Supreme Court Overrules EPA "Strong-Arming" Under Clean Water Act
The United States Supreme Court recently held that an enforcement order issued by the United States Environmental Protection Agency (“EPA”) under the Clean Water Act (the “Act”) constituted “final agency action” and that the Act did not preclude judicial review of the order. (Sackett v. EPA, No. 10-1062 (U.S. March 21, 2012).
The dispute arose after landowners, the Sacketts, placed fill material on their property in the beginning stages of building their house. The Sacketts then received an order from the EPA, which stated that their residential lot qualified as a wetland and that their construction project violated the Act. Specifically, the order stated that by placing the fill material on the property, the Sacketts unlawfully discharged a pollutant as prohibited by the Act. The order directed the Sacketts to take various actions, including restoring the “wetland” on their property pursuant to an EPA-created plan and providing EPA access to their property and any related documentation. According to the order, the Sacketts faced fines of up to $75,000 for each day of non-compliance.
After the EPA denied the Sacketts’ request for a hearing, the Sacketts brought suit in the United States District Court for the District of Idaho seeking declaratory and injunctive relief. Primarily, the Sacketts argued that EPA’s issuance of the order was unreasonable. Additionally, the Sacketts claimed that the order violated their Fifth Amendment due process rights by depriving them of “life, liberty, or property” in a fundamentally unfair way. The District Court dismissed their claims. The Ninth Circuit Court of Appeals affirmed, concluding that the Sacketts had no right to judicial review of administrative compliance orders such as the one issued by the EPA.
On appeal to the Supreme Court, the Sacketts sought judicial review under Chapter 7 of the Administrative Procedure Act (the “APA”), which allows for judicial review after a “final agency action for which there is no other adequate remedy in a court.” Thus, the Court had to determine whether the EPA’s issuance of the order was a “final” action and whether the Sacketts had any other “adequate remedies.”
Concluding that EPA’s issuance of the order constituted a final agency action, the Court noted that “it [had] all of the hallmarks of APA finality that our opinions established.” In making its determination, the court considered whether the order “determined [the Sacketts’] rights or obligations,” whether “legal consequences flow[ed] from the issuance of the order,” and whether any other adequate remedy existed.
Quickly dispensing with the first question, whether the order determined the Sacketts’ rights and obligations, the Court found that EPA’s order clearly imposed legal obligations by requiring expensive (and perhaps unnecessary) restoration and to give EPA access to their property and any relevant documentation. These qualified as “rights or legal obligations.”

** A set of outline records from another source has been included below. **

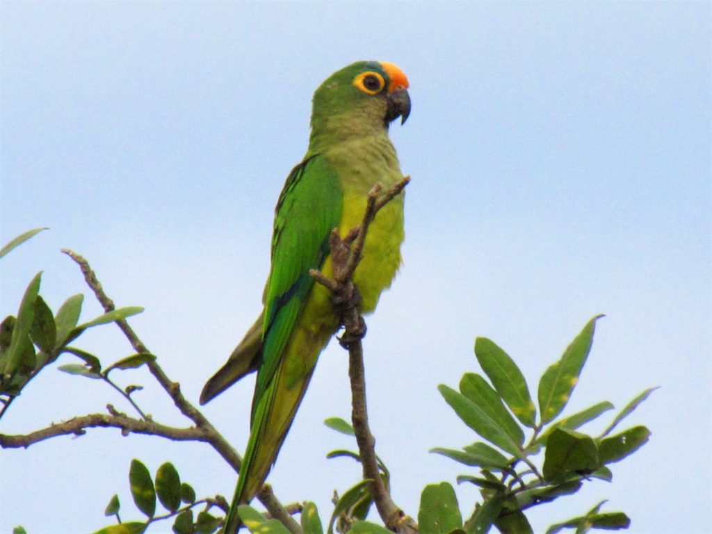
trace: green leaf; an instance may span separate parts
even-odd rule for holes
[[[149,354],[148,352],[139,352],[137,354],[133,354],[130,356],[127,356],[125,358],[122,358],[118,362],[112,364],[106,369],[104,370],[104,376],[107,376],[110,371],[112,371],[115,369],[136,369],[143,365],[145,363],[148,362],[153,362],[156,360],[156,357],[152,354]]]
[[[455,490],[447,482],[429,484],[420,496],[418,526],[429,534],[446,534],[462,526]]]
[[[119,508],[121,507],[121,503],[119,502],[119,496],[114,495],[109,501],[109,503],[106,505],[106,508],[104,508],[104,515],[108,517],[109,515],[116,515],[119,513]]]
[[[68,339],[69,335],[76,326],[77,321],[79,320],[79,315],[82,311],[83,301],[84,295],[81,293],[77,293],[65,300],[64,303],[59,307],[57,314],[54,316],[54,322],[57,325],[55,348],[58,349],[71,340]]]
[[[544,478],[562,482],[572,476],[587,474],[600,466],[593,439],[574,430],[556,429],[547,441]]]
[[[340,417],[329,417],[328,419],[324,419],[324,424],[332,430],[335,430],[337,432],[345,434],[347,436],[355,435],[354,432],[354,427]]]
[[[578,480],[570,480],[562,484],[546,486],[543,488],[525,490],[517,493],[516,498],[519,508],[525,510],[541,503],[550,503],[565,495],[573,495],[583,486]]]
[[[520,510],[500,515],[494,522],[501,534],[533,534],[531,525]]]
[[[504,429],[520,447],[524,443],[524,431],[509,414],[499,394],[479,375],[465,373],[460,380],[460,392]]]
[[[314,503],[306,502],[302,508],[302,530],[304,534],[323,534],[324,529],[321,525],[319,513]]]
[[[2,370],[3,375],[11,376],[21,367],[23,367],[23,360],[25,359],[23,356],[27,354],[26,345],[29,340],[28,336],[35,315],[35,301],[37,300],[37,293],[40,290],[41,279],[42,271],[40,271],[35,275],[25,290],[22,301],[20,303],[20,308],[17,312],[17,319],[16,319],[14,327],[12,329],[10,345],[4,355],[5,367]],[[32,355],[33,360],[34,350],[32,351]],[[28,367],[27,362],[24,363],[26,364],[24,367]],[[32,368],[34,368],[34,362],[32,363]]]
[[[659,386],[658,387],[659,387]],[[637,408],[638,405],[640,404],[646,399],[647,399],[650,396],[650,394],[652,393],[656,389],[657,389],[658,387],[648,388],[642,393],[639,394],[637,397],[636,397],[630,402],[629,402],[626,405],[625,408],[621,410],[621,412],[617,416],[616,416],[616,418],[613,419],[613,422],[611,423],[611,424],[608,426],[607,429],[605,429],[605,431],[604,431],[603,434],[600,435],[600,437],[602,438],[605,437],[609,434],[610,434],[611,431],[612,431],[613,429],[614,429],[616,426],[617,426],[617,424],[621,421],[622,421],[624,419],[630,415],[631,412],[633,412],[633,410],[634,410],[636,408]]]
[[[152,518],[156,513],[156,490],[148,468],[135,459],[131,461],[129,482],[131,484],[131,496],[136,506],[147,516]]]
[[[602,464],[620,461],[632,454],[650,438],[650,431],[645,426],[634,426],[620,434],[601,440],[598,444],[598,454]]]
[[[175,534],[193,534],[193,510],[188,508],[176,515],[171,530]]]
[[[218,529],[218,520],[203,511],[198,514],[195,522],[195,530],[198,534],[212,534]]]
[[[393,534],[388,529],[370,521],[356,521],[349,532],[351,534]]]
[[[75,348],[74,347],[65,347],[62,349],[63,352],[68,352],[69,354],[73,354],[78,358],[84,360],[87,366],[95,374],[98,375],[101,372],[101,362],[99,361],[99,358],[93,354],[89,354],[85,350],[81,350],[80,349]]]
[[[596,469],[596,471],[589,475],[589,476],[592,478],[598,478],[599,480],[602,480],[606,482],[610,482],[613,480],[613,473],[611,472],[611,470],[605,466],[601,466]]]
[[[465,523],[465,532],[468,534],[487,534],[503,507],[504,499],[501,497],[485,501],[474,516]]]
[[[0,353],[7,350],[12,342],[12,330],[16,321],[14,315],[8,315],[0,323]]]
[[[485,444],[479,444],[484,445]],[[468,451],[456,451],[451,449],[441,449],[439,447],[431,449],[430,452],[436,454],[441,454],[447,456],[455,461],[464,464],[466,466],[473,467],[485,467],[495,471],[503,471],[507,468],[507,459],[500,452],[490,447],[492,452],[496,455],[487,454],[480,454],[469,452]]]
[[[93,378],[95,380],[100,380],[103,377],[98,373],[94,372],[91,367],[83,365],[80,363],[68,363],[65,365],[60,365],[57,369],[63,372],[70,375],[79,375],[87,378]]]
[[[180,500],[186,504],[192,504],[195,502],[195,490],[187,482],[183,482],[180,485]]]
[[[30,329],[32,341],[48,354],[54,348],[57,328],[52,317],[52,310],[39,295],[35,299],[35,315]]]
[[[135,315],[137,313],[140,313],[142,311],[143,308],[140,306],[127,306],[126,308],[120,308],[117,310],[112,310],[110,312],[107,312],[102,315],[99,315],[99,317],[95,319],[93,319],[88,323],[84,323],[79,325],[76,327],[76,330],[85,330],[87,328],[91,328],[93,326],[106,325],[109,323],[113,323],[114,321],[119,320],[120,319],[125,319],[127,317]]]
[[[539,409],[543,423],[552,421],[568,402],[591,351],[596,321],[602,317],[596,315],[591,319],[566,347],[561,359],[542,376],[539,382]]]
[[[327,529],[329,534],[332,534],[334,531],[334,524],[342,514],[350,515],[352,511],[363,504],[365,501],[367,501],[367,506],[370,506],[372,502],[371,492],[368,488],[370,482],[370,479],[362,480],[349,488],[341,496],[334,507],[331,519],[329,520],[329,528]]]
[[[514,360],[493,341],[486,337],[476,340],[475,356],[482,370],[512,413],[522,424],[533,427],[536,419],[536,407],[529,394],[524,375]]]
[[[480,478],[476,476],[471,476],[470,475],[459,475],[457,477],[457,483],[461,484],[463,482],[469,482],[471,484],[474,484],[480,488],[494,490],[495,491],[500,493],[502,493],[507,489],[507,486],[498,480],[491,481],[488,478]]]
[[[620,530],[630,526],[630,518],[623,513],[623,512],[600,513],[590,519],[591,524],[594,528],[602,528],[607,530]]]
[[[264,515],[246,504],[241,504],[237,507],[237,514],[240,516],[240,520],[250,530],[250,532],[254,532],[255,528],[267,522],[267,518]]]
[[[438,386],[438,390],[465,424],[502,450],[517,457],[521,456],[517,442],[477,404],[444,384]]]
[[[148,525],[145,523],[132,521],[122,523],[120,525],[112,525],[97,530],[94,534],[143,534]]]
[[[156,471],[156,493],[169,511],[180,508],[180,476],[170,462],[167,461]]]
[[[287,528],[276,519],[266,519],[251,506],[241,505],[237,511],[240,520],[253,534],[290,534]]]
[[[26,232],[21,234],[17,237],[11,239],[6,245],[5,245],[2,248],[0,248],[0,258],[2,258],[5,254],[11,251],[16,246],[21,245],[23,243],[26,241],[31,237],[34,236],[36,234],[38,234],[43,230],[48,230],[47,226],[42,226],[41,228],[36,228],[33,230],[28,230]]]
[[[602,528],[607,530],[619,530],[630,526],[630,519],[622,512],[599,513],[601,506],[605,503],[602,501],[592,508],[585,515],[573,518],[552,525],[546,531],[546,534],[557,534],[565,528],[575,528],[577,534],[588,532],[591,528]]]
[[[345,456],[346,458],[352,458],[356,461],[361,461],[361,456],[358,455],[357,453],[353,451],[345,451],[344,449],[340,449],[337,451],[332,451],[326,455],[326,457],[329,459],[332,458],[341,458]]]
[[[575,430],[580,426],[582,426],[586,423],[593,421],[601,414],[603,414],[608,410],[613,409],[613,404],[610,402],[608,401],[604,401],[603,402],[599,402],[597,404],[592,406],[590,408],[587,408],[586,409],[578,412],[573,415],[570,415],[568,417],[559,419],[550,425],[546,431],[542,434],[542,435],[540,436],[534,443],[537,445],[546,443],[546,440],[549,437],[549,434],[550,434],[555,429],[561,428],[567,429],[568,430]]]

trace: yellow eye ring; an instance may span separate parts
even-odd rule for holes
[[[362,91],[369,95],[380,93],[386,85],[383,76],[372,70],[361,73],[354,78],[353,83]]]

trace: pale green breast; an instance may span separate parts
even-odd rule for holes
[[[382,135],[342,143],[323,155],[341,179],[344,199],[339,232],[344,236],[363,219],[371,188],[380,182],[387,189],[403,175],[384,130]],[[354,276],[364,313],[376,307],[381,292],[390,286],[400,266],[400,246],[404,238],[403,197],[402,194],[384,206],[366,236],[363,257]]]

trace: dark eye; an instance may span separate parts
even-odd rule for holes
[[[370,74],[363,78],[363,86],[370,91],[379,91],[381,90],[381,80]]]

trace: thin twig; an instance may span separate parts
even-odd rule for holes
[[[101,283],[97,278],[91,267],[90,267],[89,263],[81,256],[72,251],[63,248],[62,249],[62,252],[71,258],[79,266],[82,273],[84,275],[84,280],[94,292],[95,296],[104,308],[104,311],[108,313],[115,310],[115,307],[113,301],[104,292]],[[115,322],[119,328],[121,329],[121,331],[123,332],[124,335],[137,352],[152,353],[125,319],[118,319]],[[163,387],[171,399],[173,399],[173,403],[180,412],[193,421],[195,423],[196,427],[205,434],[205,439],[201,441],[209,443],[213,449],[236,472],[239,472],[240,466],[242,464],[242,459],[240,458],[240,456],[215,427],[213,426],[210,422],[206,419],[205,416],[183,396],[180,390],[180,384],[178,382],[171,380],[156,360],[147,362],[146,366],[158,383],[161,384],[161,387]],[[284,506],[279,503],[271,487],[266,486],[263,488],[258,493],[257,498],[267,508],[272,517],[278,519],[290,533],[293,534],[302,534],[302,528],[299,523],[294,520],[294,518],[289,515],[285,510]]]
[[[26,449],[30,445],[56,438],[58,436],[81,436],[86,429],[95,427],[112,427],[121,430],[121,434],[143,434],[172,439],[177,441],[207,441],[205,431],[194,426],[179,429],[167,426],[150,420],[137,419],[124,414],[113,412],[112,414],[90,414],[80,417],[73,417],[61,423],[56,423],[49,426],[36,430],[24,435],[9,435],[0,434],[0,446],[4,449]]]
[[[406,177],[383,194],[381,194],[382,187],[377,184],[369,193],[366,211],[361,224],[349,232],[344,239],[340,239],[337,231],[332,232],[330,245],[333,279],[320,271],[310,271],[315,280],[333,294],[334,300],[337,303],[337,308],[341,323],[344,326],[340,342],[349,351],[349,377],[352,392],[351,419],[361,457],[363,478],[370,481],[371,495],[384,524],[391,530],[401,534],[417,533],[418,525],[393,502],[378,468],[374,448],[375,439],[368,426],[366,405],[366,380],[364,374],[363,346],[361,343],[361,339],[365,333],[365,324],[359,313],[358,292],[352,278],[361,260],[371,222],[379,210],[399,194],[409,181],[410,178]]]
[[[115,384],[114,384],[114,382],[112,382],[110,379],[109,379],[109,377],[108,376],[106,376],[105,375],[103,375],[102,377],[103,378],[104,382],[105,382],[107,384],[108,384],[110,386],[111,386],[112,388],[114,388],[116,391],[117,391],[119,393],[120,393],[121,396],[123,397],[125,399],[126,399],[126,400],[127,400],[129,402],[129,404],[131,404],[131,406],[133,407],[133,409],[135,410],[136,410],[139,413],[139,415],[141,416],[141,419],[146,419],[146,420],[147,420],[149,419],[146,416],[146,414],[143,412],[143,410],[142,410],[139,407],[138,404],[137,404],[134,402],[134,399],[131,398],[131,395],[130,395],[128,393],[127,393],[126,392],[125,392],[123,389],[122,389],[117,385],[116,385]]]

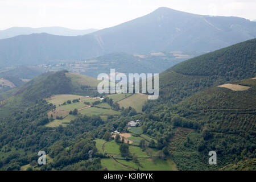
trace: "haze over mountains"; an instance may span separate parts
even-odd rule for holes
[[[84,36],[43,33],[0,40],[0,66],[80,60],[118,52],[207,52],[255,37],[255,22],[160,7],[142,17]]]
[[[77,36],[84,35],[97,31],[97,29],[89,28],[86,30],[73,30],[60,27],[30,28],[30,27],[11,27],[0,31],[0,39],[12,38],[20,35],[32,34],[47,33],[56,35]]]

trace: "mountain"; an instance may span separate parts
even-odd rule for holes
[[[101,73],[109,73],[111,68],[116,72],[128,73],[160,73],[188,58],[200,54],[198,52],[162,51],[144,55],[133,55],[125,52],[115,52],[101,56],[76,61],[64,65],[71,72],[97,77]],[[69,66],[69,65],[71,65]],[[53,66],[51,67],[53,68]],[[54,67],[54,68],[57,68]],[[59,69],[63,69],[59,67]]]
[[[177,103],[210,86],[255,77],[255,49],[254,39],[195,57],[167,69],[159,75],[161,101]]]
[[[98,96],[97,86],[99,82],[96,78],[67,71],[43,73],[19,86],[0,93],[0,115],[6,116],[54,94]]]
[[[146,133],[170,136],[166,141],[179,169],[216,170],[255,158],[255,50],[254,39],[160,74],[159,97],[143,108]],[[170,133],[172,127],[181,131]],[[210,151],[217,165],[209,165]]]
[[[11,27],[0,31],[0,39],[7,39],[20,35],[47,33],[56,35],[77,36],[90,34],[97,31],[94,28],[86,30],[73,30],[60,27],[30,28]]]
[[[115,162],[104,153],[111,148],[115,152],[113,158],[118,158],[116,164],[122,162],[125,164],[122,166],[129,169],[138,169],[135,163],[139,169],[148,163],[154,167],[161,164],[161,168],[154,169],[169,169],[165,167],[171,166],[162,166],[168,162],[179,170],[225,169],[234,164],[241,169],[253,169],[254,161],[251,159],[256,158],[255,43],[256,39],[251,39],[197,56],[160,73],[159,97],[148,101],[143,114],[132,112],[131,107],[106,118],[102,114],[101,118],[88,112],[75,117],[68,111],[71,117],[68,122],[56,115],[55,121],[62,119],[65,127],[48,127],[46,125],[54,119],[56,105],[48,104],[44,98],[59,94],[97,95],[98,80],[65,70],[45,73],[1,93],[0,168],[19,170],[25,166],[24,169],[29,166],[30,169],[42,170],[110,168],[105,167],[106,160]],[[112,97],[124,101],[123,95]],[[59,106],[71,110],[71,105],[63,102],[68,97],[64,97],[56,103],[63,103]],[[136,99],[129,102],[136,102]],[[101,103],[105,109],[95,105],[85,107],[84,111],[94,114],[98,109],[104,112],[110,110],[105,107],[108,103],[103,103],[107,100]],[[73,102],[73,105],[76,104],[80,105]],[[136,119],[141,127],[126,127],[129,121]],[[121,144],[107,136],[115,130],[127,133],[128,136],[133,133],[133,137],[128,138],[133,144],[128,148],[138,155],[138,161],[131,157],[119,158]],[[136,143],[143,143],[138,142],[142,140],[146,145],[136,146]],[[88,160],[89,155],[85,155],[92,150],[94,151],[92,162]],[[36,160],[39,150],[46,151],[49,160],[47,165],[38,167]],[[216,152],[217,165],[209,164],[210,151]],[[113,169],[114,165],[110,165]]]
[[[46,71],[43,68],[21,67],[0,72],[0,93],[18,86]]]
[[[117,52],[212,51],[256,37],[256,22],[160,7],[145,16],[79,36],[45,33],[0,40],[0,65],[80,60]]]

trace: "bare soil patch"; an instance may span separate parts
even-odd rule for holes
[[[218,85],[218,86],[222,87],[222,88],[223,87],[226,88],[228,88],[233,91],[247,90],[250,88],[250,86],[242,86],[242,85],[235,85],[235,84],[223,84],[223,85]]]

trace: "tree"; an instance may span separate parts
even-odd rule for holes
[[[119,134],[117,134],[115,137],[115,141],[117,143],[120,143],[121,137]]]
[[[73,115],[77,115],[78,113],[77,109],[75,109],[73,111]]]
[[[119,147],[121,156],[122,157],[127,157],[129,156],[129,146],[126,143],[122,143]]]
[[[135,154],[133,155],[133,161],[134,163],[139,164],[139,160],[138,160],[138,156]]]
[[[122,136],[122,143],[125,143],[125,137],[123,137],[123,136]]]
[[[165,155],[168,156],[169,155],[169,151],[168,151],[168,147],[167,146],[165,146],[163,148],[163,152],[164,154]]]
[[[139,141],[139,146],[142,148],[143,150],[144,150],[146,148],[146,143],[144,140],[141,140]]]
[[[142,132],[144,133],[146,131],[147,131],[147,128],[145,125],[142,125],[141,127],[141,129],[142,130]]]
[[[151,148],[155,147],[155,142],[153,139],[150,140],[150,142],[148,144],[148,147],[151,147]]]
[[[109,141],[111,139],[111,134],[108,131],[106,131],[104,135],[103,136],[103,138],[106,140],[106,141]]]

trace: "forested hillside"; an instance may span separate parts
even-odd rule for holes
[[[150,129],[147,133],[159,137],[168,136],[166,129],[172,126],[192,130],[175,150],[169,148],[178,169],[217,169],[255,158],[255,42],[253,39],[200,56],[161,73],[160,99],[143,106],[145,125]],[[217,87],[226,83],[249,88]],[[166,142],[175,135],[171,133]],[[211,150],[220,159],[217,166],[208,164]]]

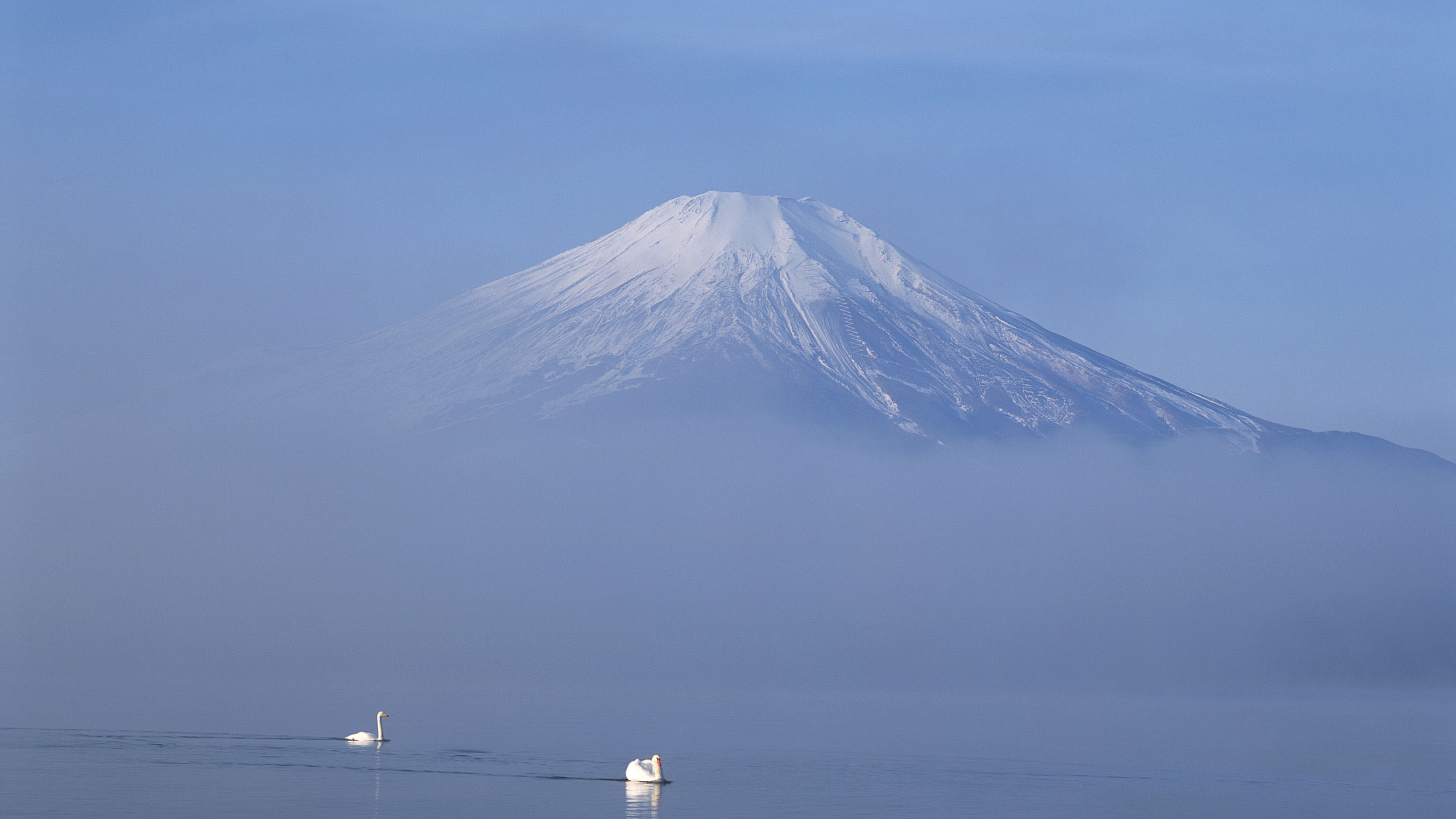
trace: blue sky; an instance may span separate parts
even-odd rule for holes
[[[1456,458],[1444,3],[4,3],[13,428],[811,195],[1273,421]]]

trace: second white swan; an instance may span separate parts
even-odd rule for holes
[[[384,739],[384,717],[387,716],[389,714],[386,714],[384,711],[380,711],[379,714],[374,716],[374,729],[379,730],[379,736],[371,734],[368,732],[360,732],[360,733],[351,733],[344,739],[349,742],[389,742],[387,739]]]
[[[651,759],[633,759],[628,762],[629,783],[665,783],[662,778],[662,758],[657,753]]]

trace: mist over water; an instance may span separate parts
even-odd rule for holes
[[[143,421],[7,455],[6,724],[224,691],[1456,682],[1441,471],[711,415]]]

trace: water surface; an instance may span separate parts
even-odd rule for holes
[[[1456,816],[1449,697],[1013,698],[962,700],[962,710],[900,698],[855,713],[852,729],[821,724],[828,710],[795,721],[775,710],[782,705],[766,705],[757,727],[751,718],[737,733],[722,726],[711,734],[716,746],[638,753],[610,746],[607,736],[587,743],[565,732],[543,732],[550,736],[537,743],[558,748],[466,743],[469,727],[402,718],[386,724],[390,742],[367,745],[329,736],[4,729],[0,812],[159,819]],[[930,724],[945,730],[922,727]],[[764,748],[732,748],[725,737]],[[520,736],[510,742],[526,745]],[[662,753],[671,784],[622,781],[628,759],[652,752]]]

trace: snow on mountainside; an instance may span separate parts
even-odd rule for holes
[[[1294,431],[1056,335],[810,198],[668,201],[530,270],[314,350],[290,392],[328,389],[440,426],[552,415],[734,372],[833,396],[911,434]]]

The Court also concluded that legal consequences flowed from the EPA’s issuance of the order. For example, the Sacketts faced fines of up to $75,000 for each day of non-compliance and significantly limited the Sacketts’ ability to obtain a fill permit from the Army Corp of Engineers. The EPA’s issuance of the order signaled the “consummation” of the EPA’s decision-making process – evidenced by the Sacketts’ inability to obtain a hearing before the EPA.
The Court also ruled that no other adequate remedy existed, noting that the most common means of obtaining judicial review occurs when EPA brings a civil action – a process that the Sacketts could not initiate. Neither would obtaining a fill permit from the Army Corps of Engineers constitute an adequate remedy.
Because the Act did not expressly preclude judicial review, the Court examined the Act, placing special emphasis on the APA’s “presumption favoring judicial review of administrative action.” Dismissing EPA’s argument that Congress passed the Act to respond to previously inefficient water pollution regulation, the Court concluded that the APA’s presumption of judicial review refuted EPA’s efficiency concerns. Specifically, the Court stated that “there is no reason to think that the "…" Act was uniquely designed to enable strong-arming of regulated parties into ‘voluntary compliance’ without the opportunity for judicial review – even judicial review of the question whether the regulated party is within the EPA’s jurisdiction.” As such, the Court in a unanimous opinion reversed the lower courts’ decisions. The Court did not decide; however, whether the Sacketts’ actions actually violated the Act – it only decided whether they were entitled to pre-enforcement judicial review of the EPA’s order.